Si le CISS comptait une quarantaine d’associations en son sein, 72 associations ont d’ores et déjà signé les statuts de la toute nouvelle Unaass. Cette dernière aura cinq missions :

  • organiser et mieux coordonner la représentation des usagers,
  • rendre des avis aux pouvoirs publics sur les politiques de santé,
  • agir en justice pour défendre ses intérêts et ceux des citoyens,
  • animer un réseau associatif sur l’ensemble du territoire
  • et former les représentants des usagers du système de santé.

Recours dans le domaine de la santé : la prise en compte de la parole des patients

Autant de missions essentielles dans un contexte en perpétuelle transformation. Parmi les récents changements les plus notables, il y a notamment la possibilité pour les associations de familles, de patients et d’usagers d’avoir recours à une action de groupe dans le domaine de la santé. Le décret d’application de la loi Touraine du 26 janvier 2016 est plus qu’une décision législative, c’est une révolution en matière de prise en compte de la parole des patients pour la gestion de la sécurité sanitaire. Les associations de patients sont désormais amenées à jouer un rôle important dans le cadre des actions de groupe en matière de santé, puisqu’elles sont les seules à pouvoir les initier. La nouvelle UNAASS a pour objectif la formation de ses membres afin notamment de consolider la légitimation des éventuelles interventions.

La loi prévoit « l’indemnisation des préjudices corporels subis par plusieurs usagers du système de santé placés dans une situation similaire ou identique ». Précision importante, les préjudices doivent avoir pour cause commune les manquements d’un professionnel de santé et doivent impliquer un produit de santé. Une liste non exhaustive des produits est inscrite dans le Code de la Santé Publique.

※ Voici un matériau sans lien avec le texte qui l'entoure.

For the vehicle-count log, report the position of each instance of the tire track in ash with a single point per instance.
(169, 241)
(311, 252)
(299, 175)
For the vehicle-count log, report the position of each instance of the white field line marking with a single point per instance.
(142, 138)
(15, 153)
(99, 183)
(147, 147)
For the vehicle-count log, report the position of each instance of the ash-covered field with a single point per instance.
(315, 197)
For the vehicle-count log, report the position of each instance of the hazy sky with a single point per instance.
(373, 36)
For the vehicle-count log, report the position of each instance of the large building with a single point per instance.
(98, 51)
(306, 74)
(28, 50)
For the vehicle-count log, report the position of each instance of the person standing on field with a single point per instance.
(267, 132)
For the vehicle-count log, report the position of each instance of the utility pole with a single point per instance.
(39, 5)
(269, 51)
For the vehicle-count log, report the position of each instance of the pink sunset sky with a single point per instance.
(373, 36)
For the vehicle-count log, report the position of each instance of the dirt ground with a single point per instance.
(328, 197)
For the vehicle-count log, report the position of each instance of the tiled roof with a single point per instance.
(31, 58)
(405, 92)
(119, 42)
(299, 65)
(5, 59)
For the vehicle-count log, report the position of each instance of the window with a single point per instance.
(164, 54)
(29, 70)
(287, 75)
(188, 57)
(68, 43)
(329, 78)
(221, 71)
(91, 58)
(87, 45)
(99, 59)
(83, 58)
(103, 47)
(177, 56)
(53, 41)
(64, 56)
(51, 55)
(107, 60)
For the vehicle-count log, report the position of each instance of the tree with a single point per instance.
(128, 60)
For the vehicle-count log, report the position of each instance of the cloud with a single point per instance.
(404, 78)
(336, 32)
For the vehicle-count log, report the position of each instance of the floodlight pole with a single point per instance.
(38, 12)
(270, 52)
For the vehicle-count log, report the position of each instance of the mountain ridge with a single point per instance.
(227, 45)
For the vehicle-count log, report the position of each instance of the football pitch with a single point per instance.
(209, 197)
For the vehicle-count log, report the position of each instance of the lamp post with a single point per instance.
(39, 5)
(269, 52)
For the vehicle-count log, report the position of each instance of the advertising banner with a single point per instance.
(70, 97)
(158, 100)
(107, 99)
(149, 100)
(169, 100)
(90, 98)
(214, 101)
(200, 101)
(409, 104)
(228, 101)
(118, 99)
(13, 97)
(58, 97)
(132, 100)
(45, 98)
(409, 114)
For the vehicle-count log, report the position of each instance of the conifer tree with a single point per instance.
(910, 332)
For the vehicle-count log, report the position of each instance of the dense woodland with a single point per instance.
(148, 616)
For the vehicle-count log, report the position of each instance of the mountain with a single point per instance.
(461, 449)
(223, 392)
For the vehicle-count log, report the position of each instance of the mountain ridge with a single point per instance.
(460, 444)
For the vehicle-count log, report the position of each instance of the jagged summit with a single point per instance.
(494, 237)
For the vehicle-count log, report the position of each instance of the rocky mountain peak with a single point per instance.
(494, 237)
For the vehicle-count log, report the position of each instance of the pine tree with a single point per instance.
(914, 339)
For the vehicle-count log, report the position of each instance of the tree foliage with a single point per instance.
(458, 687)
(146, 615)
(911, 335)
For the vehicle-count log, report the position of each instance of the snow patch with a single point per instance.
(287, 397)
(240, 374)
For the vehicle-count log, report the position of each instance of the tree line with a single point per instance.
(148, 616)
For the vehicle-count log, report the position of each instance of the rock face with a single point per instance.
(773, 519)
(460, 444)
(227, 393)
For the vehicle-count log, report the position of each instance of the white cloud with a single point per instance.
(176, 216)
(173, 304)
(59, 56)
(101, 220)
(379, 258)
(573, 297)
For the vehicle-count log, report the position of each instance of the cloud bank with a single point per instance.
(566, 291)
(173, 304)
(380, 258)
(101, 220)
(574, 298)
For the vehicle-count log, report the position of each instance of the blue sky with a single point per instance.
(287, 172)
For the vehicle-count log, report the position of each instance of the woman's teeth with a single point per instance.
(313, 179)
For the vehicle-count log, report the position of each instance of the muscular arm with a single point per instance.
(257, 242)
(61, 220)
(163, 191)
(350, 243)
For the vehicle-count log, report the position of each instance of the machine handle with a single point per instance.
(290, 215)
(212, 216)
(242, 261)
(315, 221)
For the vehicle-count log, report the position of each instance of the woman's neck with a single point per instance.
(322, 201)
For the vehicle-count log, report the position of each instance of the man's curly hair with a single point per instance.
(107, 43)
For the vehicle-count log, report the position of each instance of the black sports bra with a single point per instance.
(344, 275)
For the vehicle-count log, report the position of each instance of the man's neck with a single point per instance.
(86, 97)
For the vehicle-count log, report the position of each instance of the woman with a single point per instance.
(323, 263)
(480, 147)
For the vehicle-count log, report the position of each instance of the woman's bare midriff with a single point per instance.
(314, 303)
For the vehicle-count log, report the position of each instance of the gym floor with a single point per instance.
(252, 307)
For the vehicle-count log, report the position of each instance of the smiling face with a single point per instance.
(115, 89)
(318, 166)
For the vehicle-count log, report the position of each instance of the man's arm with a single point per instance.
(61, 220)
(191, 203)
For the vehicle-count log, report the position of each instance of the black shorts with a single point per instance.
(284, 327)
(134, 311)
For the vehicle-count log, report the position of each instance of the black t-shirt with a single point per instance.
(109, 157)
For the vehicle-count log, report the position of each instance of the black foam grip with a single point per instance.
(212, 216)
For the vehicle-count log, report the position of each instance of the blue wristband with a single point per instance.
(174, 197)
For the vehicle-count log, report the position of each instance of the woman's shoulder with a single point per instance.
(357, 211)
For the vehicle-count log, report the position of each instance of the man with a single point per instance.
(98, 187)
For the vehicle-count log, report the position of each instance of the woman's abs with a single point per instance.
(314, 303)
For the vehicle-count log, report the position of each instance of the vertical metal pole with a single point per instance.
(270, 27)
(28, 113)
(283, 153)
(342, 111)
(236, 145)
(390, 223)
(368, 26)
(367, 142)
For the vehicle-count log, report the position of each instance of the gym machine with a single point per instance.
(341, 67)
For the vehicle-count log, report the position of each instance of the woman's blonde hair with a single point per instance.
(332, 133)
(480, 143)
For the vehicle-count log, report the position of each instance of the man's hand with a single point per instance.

Le recours à un médiateur pourra être envisagé pour un règlement amiable des litiges…

Sur les traces du développement du médicament…

Il s’agit toutefois de faire preuve de pédagogie et d’expliquer aux patients que le développement thérapeutique est un processus long, compliqué, coûteux… et surtout incertain. Ainsi, sur 10 000 molécules étudiées, environ 100 seront testées en préclinique, 10 feront l’objet d’un développement clinique et une seule deviendra un médicament commercialisé ! De la découverte d’une molécule à sa mise à disposition des patients, le développement d’un médicament peut ainsi prendre jusqu’à une quinzaine d’années et nécessiter des investissements pouvant atteindre un milliard d’euros. Le développement d’un médicament comprend, en effet, deux grandes étapes successives :

  • une phase préclinique qui étudie les effets des molécules d’intérêt thérapeutique sur des modèles animaux. Cette phase vise à analyser finement les aspects toxicologiques et à optimiser les molécules sur le plan chimique.
  • Le développement clinique qui étudie les effets des molécules (ayant passées l’étape du développement préclinique) chez l’Homme : chez des volontaires sains dans un premier temps, puis chez des patients. Ce sont les essais thérapeutiques ou cliniques. Ces procédures sont très strictement encadrées par la loi. Les objectifs sont multiples : assurer avant tout la sécurité d’utilisation du médicament, puis démontrer l’efficacité thérapeutique et déterminer les doses thérapeutiques optimales. Lorsque les essais cliniques sont concluants, une autorisation de mise sur le marché (AMM) est délivrée par l’Agence Nationale de Sécurité du Médicament (ANSM).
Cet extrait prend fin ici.